During the primary survey, life-threatening conditions are identified and management is begun simultaneously.


A. Airway with Cervical Spine Control

Upon initial evaluation of the trauma patient, the airway should be assessed first to ascertain patency. This rapid assessment for signs of airway obstruction should include inspection for foreign bodies and facial, mandibular, or tracheal/laryngeal fractures that may result in airway obstruction. Measures to establish a patent airway should protect the cervical spine. The chin lift or jaw thrust maneuvers are recommended to achieve this task.

While assessing and managing the patient’s airway, great care should be taken to prevent excessive movement of the cervical spine. The patient’s head and neck should not be hyperextended, hyperflexed, or rotated to establish and maintain the airway. Based on the history of the trauma incident, the loss of integrity of the cervical spine should be suspected. Nerurologic examination alone does not rule out a cervical spine injury. The integrity of the bony components of the cervical spine can be assessed initially by visualizing all seven cervical vertebrae, including the C-7 to T-1 interspace on a crosstable lateral cervical spine roentgenogram. The lateral cervical spine film does not exclude all cervical spine injuries. Immobilization of the patient’s head and neck with appropriate cervical immobilization devices should be accomplished and maintained. If immobilizing devices must be removed temporarily, the head and neck should be stabilized with manual, in-line immobilization by one member of the trauma team. These devices should be left in place until cervical spinal injury is excluded. Remember: Assume a cervical spine injury in any patient with multisystem trauma, especially with an altered level of consciousness or a blunt injury above the clavicle.

Pitfalls:

  1. Foreign body in the airway
  2. Mandibular or maxillofacial fracture
  3. Tracheal or laryngeal disruption
  4. Cervical spine injury

B. Breathing

Airway patency alone does not assure adequate ventilation. Adequate exchange of gases is mandatory to maximize oxygen transfer and carbon dioxide elimination. Ventilation involves adequate function of the lungs, chest wall, and diaphragm. Each component must be examined and evaluated rapidly.

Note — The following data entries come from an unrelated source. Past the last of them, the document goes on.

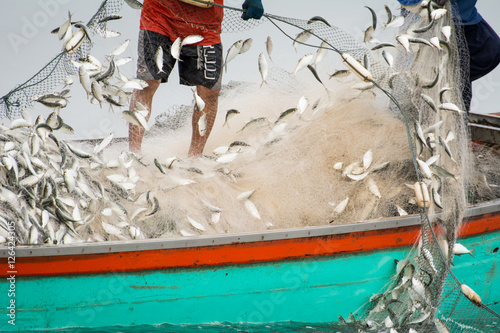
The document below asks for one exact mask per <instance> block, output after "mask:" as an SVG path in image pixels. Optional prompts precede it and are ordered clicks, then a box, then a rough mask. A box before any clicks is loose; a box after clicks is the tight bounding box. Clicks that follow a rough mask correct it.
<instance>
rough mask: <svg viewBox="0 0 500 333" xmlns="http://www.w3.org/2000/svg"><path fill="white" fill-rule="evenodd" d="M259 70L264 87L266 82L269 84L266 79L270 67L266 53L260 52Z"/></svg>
mask: <svg viewBox="0 0 500 333" xmlns="http://www.w3.org/2000/svg"><path fill="white" fill-rule="evenodd" d="M259 72H260V76H261V77H262V82H261V84H260V86H261V87H262V85H263V84H264V83H266V84H268V83H267V81H266V78H267V73H268V67H267V61H266V58H265V57H264V53H260V54H259Z"/></svg>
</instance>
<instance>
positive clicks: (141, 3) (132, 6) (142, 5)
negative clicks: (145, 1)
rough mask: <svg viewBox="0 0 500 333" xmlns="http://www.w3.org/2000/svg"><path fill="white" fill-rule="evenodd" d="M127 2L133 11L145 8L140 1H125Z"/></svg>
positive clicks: (125, 0) (127, 0)
mask: <svg viewBox="0 0 500 333" xmlns="http://www.w3.org/2000/svg"><path fill="white" fill-rule="evenodd" d="M125 2H126V3H127V5H129V6H130V8H132V9H143V8H144V6H143V5H142V3H140V2H139V1H137V0H125Z"/></svg>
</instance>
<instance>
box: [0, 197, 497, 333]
mask: <svg viewBox="0 0 500 333" xmlns="http://www.w3.org/2000/svg"><path fill="white" fill-rule="evenodd" d="M498 208H499V207H498V203H497V204H495V205H490V206H488V207H487V208H484V207H483V208H479V209H477V210H476V211H475V213H473V214H476V215H473V216H472V217H471V218H469V220H468V221H467V222H466V223H464V225H463V227H462V229H461V235H460V240H459V241H460V242H461V243H462V244H464V245H466V246H467V247H469V248H472V249H474V250H473V251H474V255H475V257H472V256H461V257H457V258H455V262H454V263H455V266H454V267H453V271H454V273H455V275H456V276H457V277H458V278H459V279H460V280H461V282H462V283H465V284H467V285H469V286H471V287H472V288H473V289H474V290H476V292H478V293H479V295H480V296H481V298H482V299H483V302H484V303H485V304H486V305H488V306H490V307H491V308H492V309H493V310H494V311H496V312H500V288H498V287H497V288H495V287H494V286H498V284H499V283H500V274H499V267H498V262H499V260H498V259H499V255H500V254H498V248H499V247H500V230H499V229H500V213H499V211H500V210H499V209H498ZM418 234H419V221H418V217H409V218H406V219H389V220H386V221H376V222H369V223H360V224H356V225H352V226H340V227H324V228H309V229H301V230H291V231H280V232H274V233H266V234H248V235H236V236H229V237H212V238H210V237H204V238H200V239H193V240H188V241H187V240H182V241H168V240H167V241H155V242H145V243H137V242H135V243H134V242H133V243H128V244H123V243H111V244H110V245H109V246H108V244H105V245H104V246H105V247H106V249H107V251H104V250H105V248H104V247H103V246H101V245H99V246H91V245H87V246H82V245H79V246H69V247H64V246H61V247H51V248H46V247H40V248H19V249H18V251H17V260H16V270H17V272H16V280H15V304H16V309H15V324H16V325H15V326H12V325H11V324H9V323H8V321H7V320H5V321H1V322H0V330H1V331H9V330H13V331H27V330H36V329H55V328H63V327H86V328H89V327H105V326H113V325H123V326H134V325H141V324H150V325H152V324H162V323H169V324H175V325H178V324H207V323H217V322H231V323H239V322H243V323H272V322H282V321H291V320H293V321H301V322H306V323H310V324H315V323H316V324H319V323H327V322H335V321H337V320H338V315H342V316H343V317H347V316H348V314H349V312H355V311H356V310H357V309H359V308H361V307H363V306H365V305H366V303H367V301H368V299H369V298H370V296H372V295H373V294H374V293H377V292H379V291H381V290H383V288H384V286H385V285H386V284H387V283H388V282H389V281H390V279H391V277H392V276H393V275H394V273H395V267H396V264H395V261H394V260H395V259H397V260H401V259H404V258H405V257H407V255H408V254H409V253H410V251H411V249H412V245H413V244H414V243H415V242H416V241H417V239H418ZM299 236H300V237H299ZM238 239H239V241H238ZM251 240H253V241H251ZM210 243H213V245H211V244H210ZM139 244H140V245H139ZM196 245H198V246H196ZM134 248H135V250H133V249H134ZM126 249H128V250H126ZM54 251H55V252H54ZM57 251H59V254H58V255H54V254H53V253H57ZM61 251H62V252H61ZM74 252H80V253H74ZM81 252H84V253H81ZM85 252H87V253H85ZM4 254H5V253H3V254H2V255H4ZM7 269H8V268H7V267H6V265H3V266H2V272H6V271H7ZM4 275H5V276H7V274H4ZM2 280H3V281H2V282H1V285H2V288H3V290H4V291H5V292H4V293H3V294H2V296H1V297H0V299H1V301H2V304H8V303H9V301H10V299H12V298H9V297H8V296H7V289H8V288H9V284H10V283H9V281H7V280H6V279H2ZM0 313H1V315H2V316H4V318H5V317H7V315H8V314H9V309H7V308H6V307H2V310H1V311H0Z"/></svg>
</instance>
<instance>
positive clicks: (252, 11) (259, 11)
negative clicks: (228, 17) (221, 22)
mask: <svg viewBox="0 0 500 333" xmlns="http://www.w3.org/2000/svg"><path fill="white" fill-rule="evenodd" d="M242 8H243V9H245V12H244V13H243V14H242V15H241V18H242V19H244V20H245V21H246V20H248V19H249V18H253V19H256V20H258V19H260V18H261V17H262V15H263V14H264V6H262V2H261V1H260V0H245V2H244V3H243V6H242Z"/></svg>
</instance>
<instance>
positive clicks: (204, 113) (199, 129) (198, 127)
mask: <svg viewBox="0 0 500 333" xmlns="http://www.w3.org/2000/svg"><path fill="white" fill-rule="evenodd" d="M198 132H199V133H200V136H204V135H205V134H206V133H207V114H206V113H205V112H202V115H201V116H200V119H198Z"/></svg>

The patient’s chest should be exposed to assess ventilatory exchange adequately. Auscultation should be performed to assure air exchange in the lungs. Percussion may reveal the presence of air or blood in the chest. Visual inspection and palpation may reveal injuries to the chest wall that may compromise ventilation.

Injuries that may acutely impair ventilation are tension pneumothorax, flail chest with pulmonary contusion, and open pneumothorax. Hemothorax, simple pneumothorax, fractured ribs, and pulmonary contusion may compromise ventilation to a lesser degree.

Pitfalls:

  1. Tension pneumothorax
  2. Flail Chest with pulmonary contusion
  3. Open pneumothorax
  4. Massive Hemothorax

C. Circulation with hemorrhage Control

1. Blood volume and cardiac output

Hemorrhage is the predominant cause of postinjury deaths that are amenable to effective and rapid treatment in the hospital setting. Hypotension following injury must be considered to be hypovolemic in origin until proved otherwise. Rapid and accurate assessment of the injured patient’s hemodynamic status is therefore essential. Two elements of observation yield key information within seconds --- level of consciousness and pulse.

2. Bleeding

External, severe hemorrhage is identified and controlled in the primary survey.

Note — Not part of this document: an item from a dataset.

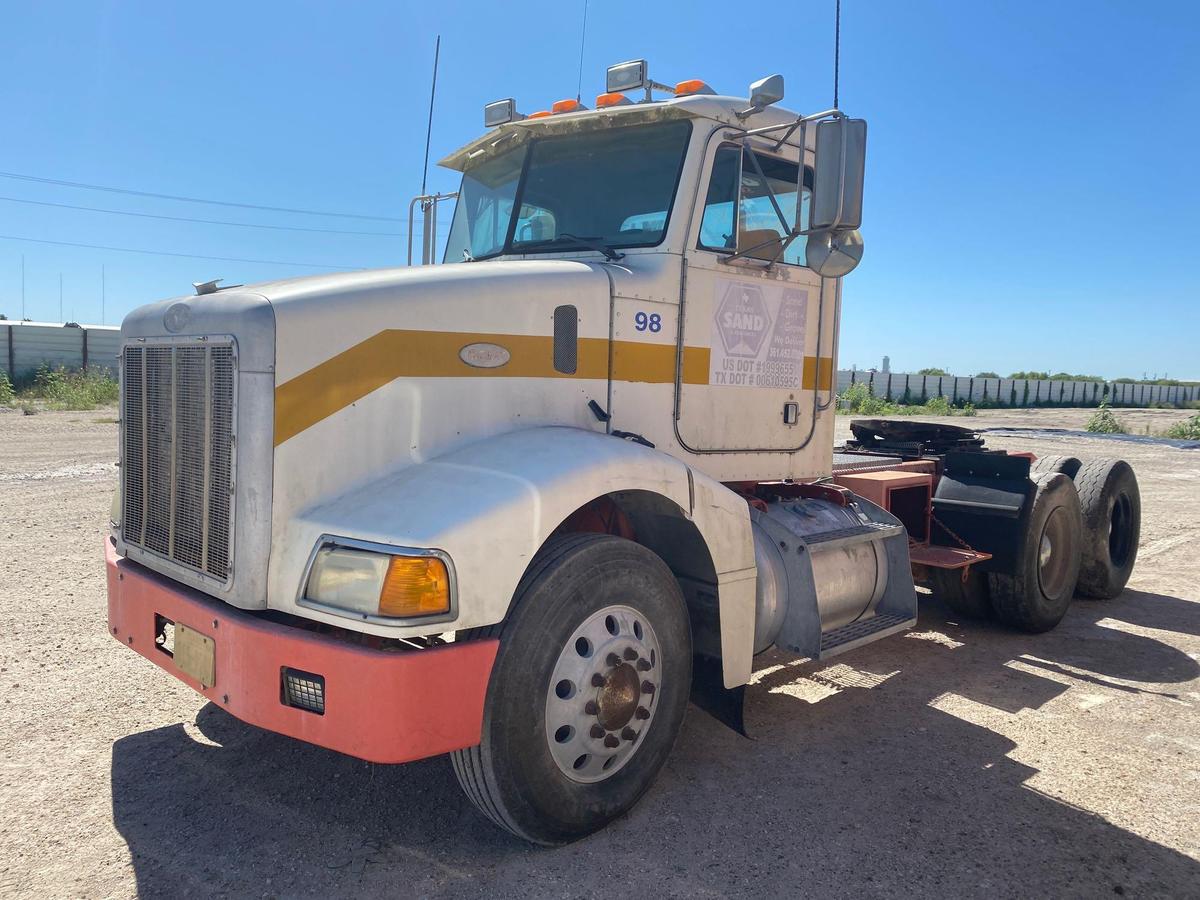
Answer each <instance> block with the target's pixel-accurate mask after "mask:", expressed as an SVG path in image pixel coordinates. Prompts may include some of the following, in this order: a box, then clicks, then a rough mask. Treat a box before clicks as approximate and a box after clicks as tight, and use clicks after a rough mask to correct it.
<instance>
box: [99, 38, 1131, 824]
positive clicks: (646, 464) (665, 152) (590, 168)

Rapid, external blood loss is managed by direct manual pressure on the wound. Pneumatic splinting devices also may help control bleeding. These devices should be transparent to allow monitoring of underlying bleeding. Tourniquets should not used because they crush tissues and cause distal ischemia. The use of hemostats is time-consuming, and surrounding structures, such as nerves and veins, can be injured. Hemorrhage into the thoracic or abdominal cavities, into muscles surrounding a fracture, or as a result of a penetrating injury can account for major, occult blood loss.

Pitfalls: Hypovolemia resulting from

  1. Intra-abdominal or intrathoracic injury
  2. Fractures of the femur and/or pelvis
  3. Penetrating injuries with arterial or venous involvement
  4. External hemorrhage from any source.